4. Large rosters of characters lead to inconsistency.
Getting a little off topic here, but itís a point I would like to raise. Fighting games do not need overly large rosters of characters. Simple as. I would much prefer a game with 8 characters that were all unique, rather than making duplicate characters with the same fighting style and move sets. Street Fighter is the worst for this, with characters such as Ken, Ryu, Sean and Dan all control in practically the same way, give or take a few moves here or there. Tekken also today has started making duplicates, if a little more subtly. For example, Anna and Nina are practically the same character, barring maybe their appearance and a couple of moves.

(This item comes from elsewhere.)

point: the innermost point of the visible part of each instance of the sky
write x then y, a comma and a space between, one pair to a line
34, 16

Armour King and King are also very close in appearance and moves. Hell, at a push, Hwoarang and Baek could be seen as very similar characters. By knocking out these duplicates and refining the main characters, the game would overall feel like a more concise package. These similar characters only cause inconsistencies, with some being labelled as overpowered, and making it harder to keep all characters of a similar level or quality. Blazblue did a perfect job of making each character unique, while keeping them all very equal in quality and damage.
Again, I still love fighting games, but its this overall formula that crops up in every single title that keeps me from loving them fully. Just please, developers, take out the large boss battles, take out the unfair advantage, slim down the rosters of characters, and overall make a fair fighting game that all players can enjoy.